By Saeed Azhar
NEW YORK (Reuters) – Morgan Stanley is comfortable with its headcount after recent action to reduce jobs in December, Chief Financial Officer Sharon Yeshaya told Reuters on Tuesday.
“We’re comfortable with where we are,” she said when asked if more job cuts were being considered after a 2% reduction late last year.
Her comments came after Morgan Stanley reported a smaller-than-expected 41% drop in fourth-quarter profit on Tuesday as the bank’s trading business got a boost from market volatility, offsetting the hit from sluggish dealmaking.
Morgan Stanley had cut 2% of its headcount in December, or about 1,600 jobs, a source had told Reuters earlier.

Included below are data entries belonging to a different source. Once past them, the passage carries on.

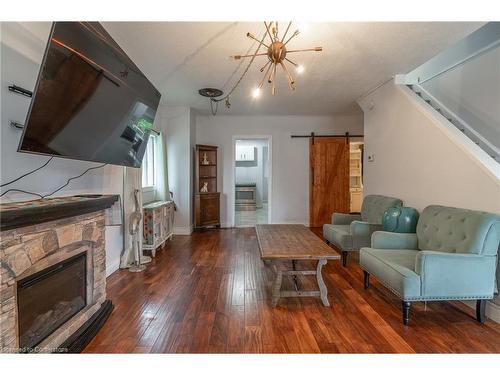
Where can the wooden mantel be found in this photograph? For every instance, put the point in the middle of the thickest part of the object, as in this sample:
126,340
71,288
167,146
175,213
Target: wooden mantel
21,214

The latest comments came after Goldman Sachs Inc became the first major bank to commence large layoffs this year, letting go of more than 3,000 employees in its biggest round of job cuts since the 2008 financial crisis.

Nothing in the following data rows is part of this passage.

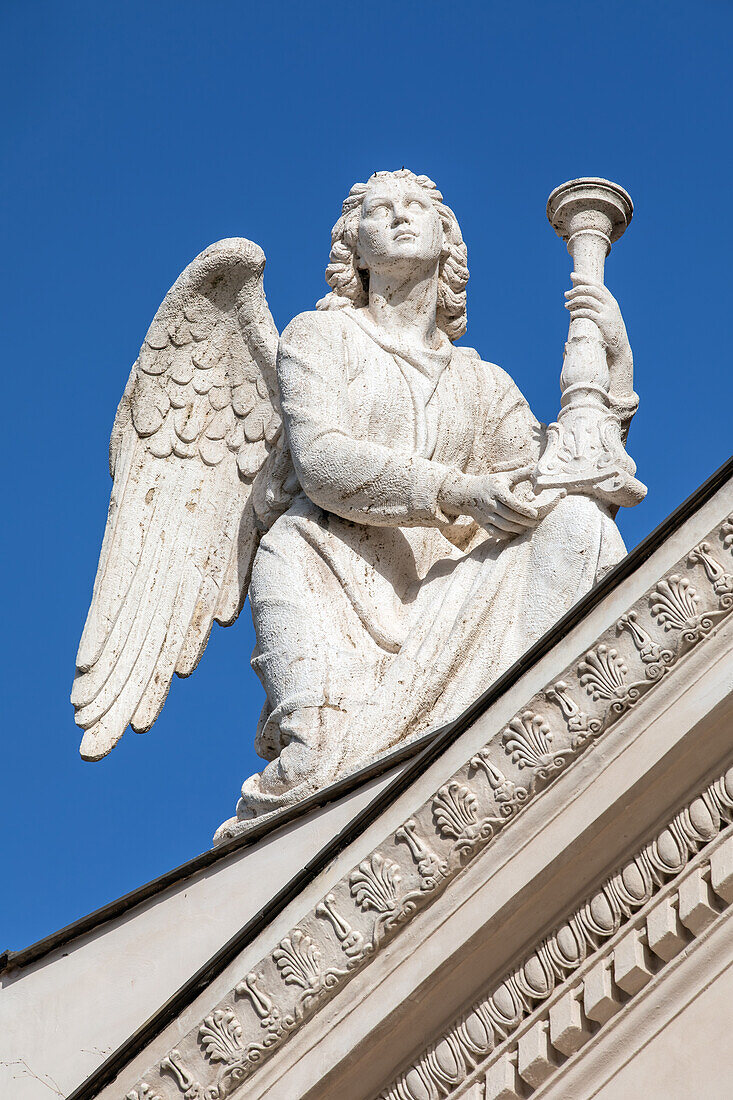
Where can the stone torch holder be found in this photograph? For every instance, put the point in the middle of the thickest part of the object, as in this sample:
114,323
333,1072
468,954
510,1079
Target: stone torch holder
584,451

She also said the bank’s mark-to-market losses on corporate loans include debt to Twitter Inc. Morgan Stanley and Bank of America Corp are among the banks that provided a $13 billion loan to finance Elon Musk’s acquisition of Twitter.
Bank of America Chief Financial Officer Alastair Borthwick last week said the company accounts for any mark-to-market losses on leveraged loans in its results, without giving details on any large deals.
“We mark our positions every week,” and books profits or losses via its investment banking and trading arms, Borthwick said.
Yeshaya also said that the bank has 200 basis points of excess capital, which gives it the flexibility from an investment perspective and return of capital to shareholders.
“We remain committed to our buybacks and committed to our capital return strategy,” she said, adding that the bank had bought $10 billion of stock last year.
Morgan Stanley had 15.3% in Common Equity Tier 1 capital or CET1.